Uulath got information on what was happening on Belvaille from new prisoners. Information that they wouldn’t tell anyone if they weren’t otherwise doomed. If people didn’t want to talk out of some residual loyalty to their old lives, well, they eventually came around.

A prison colony run by prisoners with punishments meted out by prisoners was not a place to be anti-social.

“Two Clem,” I said. “You know him?”

“The actor?”

“Yeah,” I said.

“I heard he was kidnapped. The Order says Olmarr Republic. Olmarr says not them.”

“Hmm. 19-10. An assassin. Or bounty hunter.”

“Never heard of him. You have an election coming up, right?”

“So they say.”

“You have a lot of candidates,” Uulath said.

“Really?”

He laughed.

“Hank, do you remember why you arrested me?”

“You murdered a little girl.”

“And do you remember what she was wearing?”

A silent pause.

“A dress. A green dress.”

“That was almost thirty years ago. You,” he said, pointing at me, “were born for that job. The gods made it for you. But you’re crap at politics. And Belvaille is politics now. That’s all the new people talk about.”

He smiled at me.

“Do you know how many people I’ve killed since I’ve been here?” he asked.

“I suspect a lot.”

“None. I look to you for guidance,” he said.

“What?” That struck me as an odd statement for the mayor of the Royal Wing to make. I was immediately suspicious.

“You are the strongest person on Belvaille but you hardly ever kill anyone. You use your head more than your fists. It’s something I wish I had known when I was younger.”

“Do you guys have any urgent needs?” I asked.

I didn’t know if he was trying to sweet talk me, but we weren’t friends. When the Totki had put duct tape so effectively on my eyes, it made me realize that they had been sitting around concocting that strategy. A strategy based specifically on fighting me. How much time did Uulath have to think about me and how he might manipulate me?

“Ten rolls of mylon plastic and two water filtration systems would be great.
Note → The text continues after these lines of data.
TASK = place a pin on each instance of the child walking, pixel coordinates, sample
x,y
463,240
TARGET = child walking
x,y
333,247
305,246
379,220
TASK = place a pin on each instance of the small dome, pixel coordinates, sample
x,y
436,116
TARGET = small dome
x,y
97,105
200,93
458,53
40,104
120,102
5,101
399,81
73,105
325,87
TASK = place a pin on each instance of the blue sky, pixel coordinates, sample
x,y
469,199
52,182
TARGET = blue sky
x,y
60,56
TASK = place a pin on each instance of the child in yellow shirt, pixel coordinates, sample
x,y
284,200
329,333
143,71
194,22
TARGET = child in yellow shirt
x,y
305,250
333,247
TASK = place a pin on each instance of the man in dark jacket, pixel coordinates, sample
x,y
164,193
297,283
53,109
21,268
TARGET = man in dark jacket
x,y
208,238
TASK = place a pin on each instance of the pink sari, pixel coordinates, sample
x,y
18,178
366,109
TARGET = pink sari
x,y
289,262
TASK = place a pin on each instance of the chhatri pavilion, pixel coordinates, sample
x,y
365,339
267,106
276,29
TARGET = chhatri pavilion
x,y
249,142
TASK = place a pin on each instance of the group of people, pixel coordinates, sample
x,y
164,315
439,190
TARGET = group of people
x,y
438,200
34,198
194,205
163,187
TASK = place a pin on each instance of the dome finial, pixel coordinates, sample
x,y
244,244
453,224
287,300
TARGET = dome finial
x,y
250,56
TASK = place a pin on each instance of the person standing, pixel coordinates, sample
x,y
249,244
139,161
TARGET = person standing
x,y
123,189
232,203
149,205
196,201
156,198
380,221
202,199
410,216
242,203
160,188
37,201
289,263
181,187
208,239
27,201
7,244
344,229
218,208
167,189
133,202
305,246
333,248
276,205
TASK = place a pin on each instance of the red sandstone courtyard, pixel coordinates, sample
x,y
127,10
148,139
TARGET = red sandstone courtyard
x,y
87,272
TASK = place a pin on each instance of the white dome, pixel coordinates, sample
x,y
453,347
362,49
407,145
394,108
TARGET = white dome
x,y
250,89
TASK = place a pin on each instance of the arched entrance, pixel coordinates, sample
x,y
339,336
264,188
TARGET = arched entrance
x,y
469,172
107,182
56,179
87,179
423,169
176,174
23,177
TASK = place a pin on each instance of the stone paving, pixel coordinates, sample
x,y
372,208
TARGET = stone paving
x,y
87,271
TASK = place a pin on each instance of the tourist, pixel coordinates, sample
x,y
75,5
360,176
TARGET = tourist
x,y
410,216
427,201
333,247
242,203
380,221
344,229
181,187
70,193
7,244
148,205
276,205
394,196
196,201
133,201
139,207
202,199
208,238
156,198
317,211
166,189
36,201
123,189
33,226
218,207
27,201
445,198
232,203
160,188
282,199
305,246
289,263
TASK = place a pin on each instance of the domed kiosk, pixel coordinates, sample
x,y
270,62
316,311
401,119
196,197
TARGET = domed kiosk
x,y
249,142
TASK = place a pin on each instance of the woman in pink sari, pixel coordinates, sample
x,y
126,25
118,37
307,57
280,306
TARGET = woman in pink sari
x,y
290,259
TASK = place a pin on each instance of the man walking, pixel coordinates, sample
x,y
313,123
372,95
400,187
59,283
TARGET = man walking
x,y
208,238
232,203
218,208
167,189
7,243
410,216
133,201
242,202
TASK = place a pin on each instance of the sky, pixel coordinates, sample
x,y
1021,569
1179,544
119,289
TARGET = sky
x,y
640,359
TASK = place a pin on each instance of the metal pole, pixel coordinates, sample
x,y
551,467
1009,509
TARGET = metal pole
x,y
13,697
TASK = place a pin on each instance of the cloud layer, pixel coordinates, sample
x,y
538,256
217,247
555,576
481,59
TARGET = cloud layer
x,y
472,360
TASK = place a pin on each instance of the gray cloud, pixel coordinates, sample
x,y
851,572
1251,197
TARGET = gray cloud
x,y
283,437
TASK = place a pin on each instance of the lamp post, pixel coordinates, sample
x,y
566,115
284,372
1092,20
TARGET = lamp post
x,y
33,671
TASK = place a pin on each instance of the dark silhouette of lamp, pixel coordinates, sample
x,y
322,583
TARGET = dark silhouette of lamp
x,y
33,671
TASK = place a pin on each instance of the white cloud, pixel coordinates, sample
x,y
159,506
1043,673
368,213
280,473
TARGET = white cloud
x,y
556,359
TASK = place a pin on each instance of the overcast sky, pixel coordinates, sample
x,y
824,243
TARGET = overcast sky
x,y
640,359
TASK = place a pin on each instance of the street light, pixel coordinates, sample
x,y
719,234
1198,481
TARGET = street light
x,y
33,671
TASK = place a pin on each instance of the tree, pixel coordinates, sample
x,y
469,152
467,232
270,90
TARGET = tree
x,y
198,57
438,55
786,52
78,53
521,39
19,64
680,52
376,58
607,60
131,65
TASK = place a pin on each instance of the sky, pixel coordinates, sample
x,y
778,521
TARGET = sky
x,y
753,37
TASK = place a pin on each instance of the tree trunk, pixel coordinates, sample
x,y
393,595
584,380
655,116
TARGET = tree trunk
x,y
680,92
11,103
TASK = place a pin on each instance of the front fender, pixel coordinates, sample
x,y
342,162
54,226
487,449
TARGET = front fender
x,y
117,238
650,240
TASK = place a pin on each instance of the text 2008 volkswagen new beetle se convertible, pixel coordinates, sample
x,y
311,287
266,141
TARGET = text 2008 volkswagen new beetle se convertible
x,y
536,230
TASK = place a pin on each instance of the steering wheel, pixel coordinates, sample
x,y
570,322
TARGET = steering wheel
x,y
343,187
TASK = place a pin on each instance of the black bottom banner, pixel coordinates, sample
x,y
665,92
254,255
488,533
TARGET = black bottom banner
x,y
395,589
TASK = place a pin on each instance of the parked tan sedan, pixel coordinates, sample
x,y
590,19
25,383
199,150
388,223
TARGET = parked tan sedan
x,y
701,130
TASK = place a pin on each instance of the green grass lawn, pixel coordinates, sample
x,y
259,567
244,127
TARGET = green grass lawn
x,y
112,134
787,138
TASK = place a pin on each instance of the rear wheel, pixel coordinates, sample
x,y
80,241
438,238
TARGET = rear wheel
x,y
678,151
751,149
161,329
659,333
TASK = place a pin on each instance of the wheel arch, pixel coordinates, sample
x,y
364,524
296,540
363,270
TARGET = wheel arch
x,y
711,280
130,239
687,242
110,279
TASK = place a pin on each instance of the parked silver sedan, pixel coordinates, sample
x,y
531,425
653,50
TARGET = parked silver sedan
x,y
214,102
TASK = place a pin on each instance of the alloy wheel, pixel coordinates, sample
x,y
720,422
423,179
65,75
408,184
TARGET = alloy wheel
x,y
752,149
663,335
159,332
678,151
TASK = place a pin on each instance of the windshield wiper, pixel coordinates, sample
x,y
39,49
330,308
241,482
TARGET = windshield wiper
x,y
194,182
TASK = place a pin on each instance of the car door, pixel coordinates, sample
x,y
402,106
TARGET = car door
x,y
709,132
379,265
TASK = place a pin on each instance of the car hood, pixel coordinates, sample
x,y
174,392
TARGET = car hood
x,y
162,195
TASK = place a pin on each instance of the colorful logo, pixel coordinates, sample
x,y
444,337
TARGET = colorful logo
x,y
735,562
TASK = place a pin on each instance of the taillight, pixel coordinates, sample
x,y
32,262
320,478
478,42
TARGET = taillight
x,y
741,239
We have eight different water containment areas based on how clean it is. The eighth one is like liquid rust.”

I took a deep breath and pondered his request.

He chuckled and wore a wistful, melancholy expression.

“You’re thinking, ‘What can I give them yet still leave this place a living hell?’ You are our sun god, Hank. We fear you like the insects that crawl around in the safety of the night.”

CHAPTER 12

There was a little bit of a hassle at the entrance to the four block district that was the Ank Reserve.

The guards demanded I remove all my weapons, but I had too many and I didn’t feel like it. Finally, I simply walked past them. The guards thought better of firing on me.

Besides, I had been personally summoned.

The Ank were, or at least had been, the bankers of the galaxy. They had nearly been exterminated in the war. Not because anyone particularly bore them ill will, but the Ank were never very populous, and when one side wanted to end the funding to the other side during the civil war, they would attack the Ank planets. Eventually, they were almost wiped out.

My motto was to never take sides.

The Ank seemed to have a motto of take every side equally. Some people even blame the Ank for increasing the scale of the civil war, because they funded so much of it.

Between losing the Ank home worlds and our teles, the financial system across the galaxy simply ceased to exist. Barter and trade became the most common form of conducting business.